The algorithm is designed to make it run on a graph that has only a source node (or as we prefer call it a "starter node"), instead our solution needs to has more than a single start node ( i.e. the whole set of keynodes given in input). Then we modify the graph input's structure in order to be able to run the BFS starting from more than one node (those will be the keynodes). In addition we tried to adapt our input structure according to the majority of graphs we found online which allowed us to use our program in lots of graphs. So we transformed the graph input from the following format:

ID<tab>NEIGHBORS|DISTANCE_FROM_SOURCE|COLOR to a more common format: ID<tab>NEIGHBORS.

As we can see, we haven't get colors and BFS stuff anymore, our program require just the basic structure of a graph (the node ID with the respective adjacent-node IDs). Most of the graphs found don't show the node with all the other nodes connected to it, but for each edge they write the starting and the destination node, then we developed a little algorithm to "translate" inputs as we required. Our software, to work correctly, needs another input file where will be simply written the keynodes.

Now step by step, assuming that the reader has the basic knowledge on how Hadoop MapReduce works, we are going to explain how our project works and also how it is written. First of all we want to show our program's classes and explain a little bit their functionality, after that we will explain the implementation of the software in its entirety.

BaseJob.java

Our software doesn't need a complex and structured job, so we decided to keep the Hadoop base job structure and adapt it with just slightly modifications.

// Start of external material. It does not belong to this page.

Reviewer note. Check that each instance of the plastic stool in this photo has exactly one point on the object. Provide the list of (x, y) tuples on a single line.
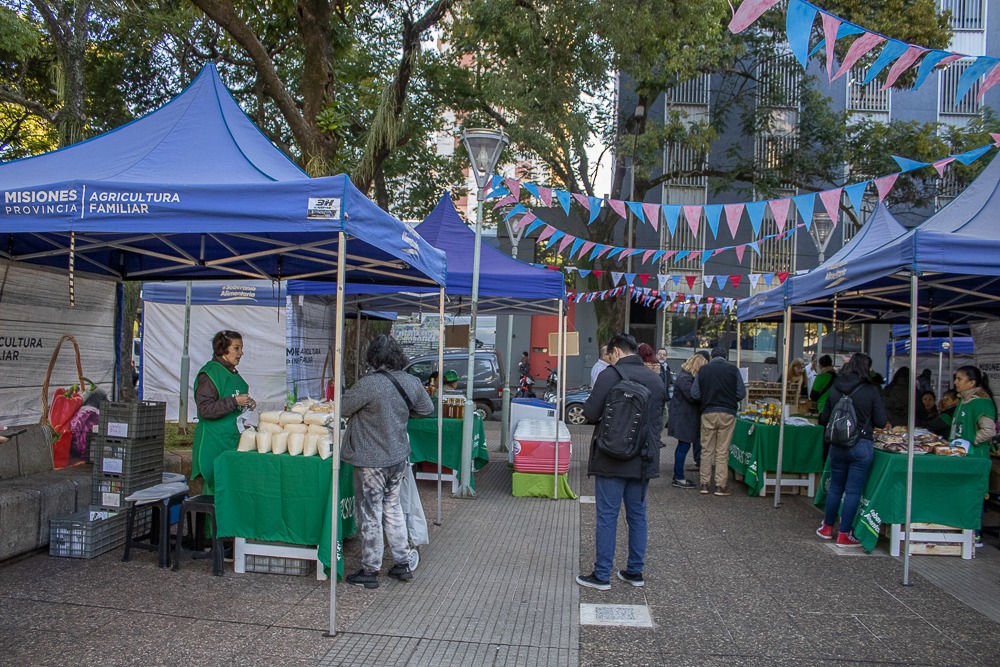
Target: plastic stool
[(161, 498), (200, 506)]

The following is an abstract base class for the programs in the graph algorithm tool kit. This class provides an abstraction for setting the various classes associated with a job in a MapReduce program. The base job class contains a setupJob method that takes the job name and a JobInfo object as parameters and returns a job that is used by the driver to execute the MapReduce program. In this method are set the mapper and reducer classes, the number of reducer used for the program (easily editable), the types of the output key and output value of the mapper and reducer.

Finally, into BaseJob is declared the abstract class JobInfo that contains getter methods to get the program-specific classes associated with Job.

Driver.java

This class contains the driver to execute the job and invoke the map/reduce functions and the main class. The task of the main class is just to create the output directory and call the run method.

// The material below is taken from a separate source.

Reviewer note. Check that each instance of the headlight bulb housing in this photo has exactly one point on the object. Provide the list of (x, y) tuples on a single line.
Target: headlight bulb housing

The run method contains the driver code and it has the task of managing the entire algorithm's process. Run method, for each iteration, must perform the following tasks: checking if the process has reached the end by monitoring the iteration and if it arrived at a convergent point; getting the job configuration; setting the input/output file and their path; waiting until the job finish his work, then repeat the process again.

Driver contains other two classes, MapperCaller and ReduceCaller, which are responsible for the calling of the mapper and reducer super classes.

MapperCaller extends the MapperWorker class. MapperCaller contains a map method who takes as parameters a key (node ID), a value (node information) and the context. This method is in charge to take the node with the right parameter's value by initializing and instantiating the Node variables (Node inNode = new Node (value.toString())), then calling the map method of the super class passing the keynode, input value, Context object and the node (just created) as parameters.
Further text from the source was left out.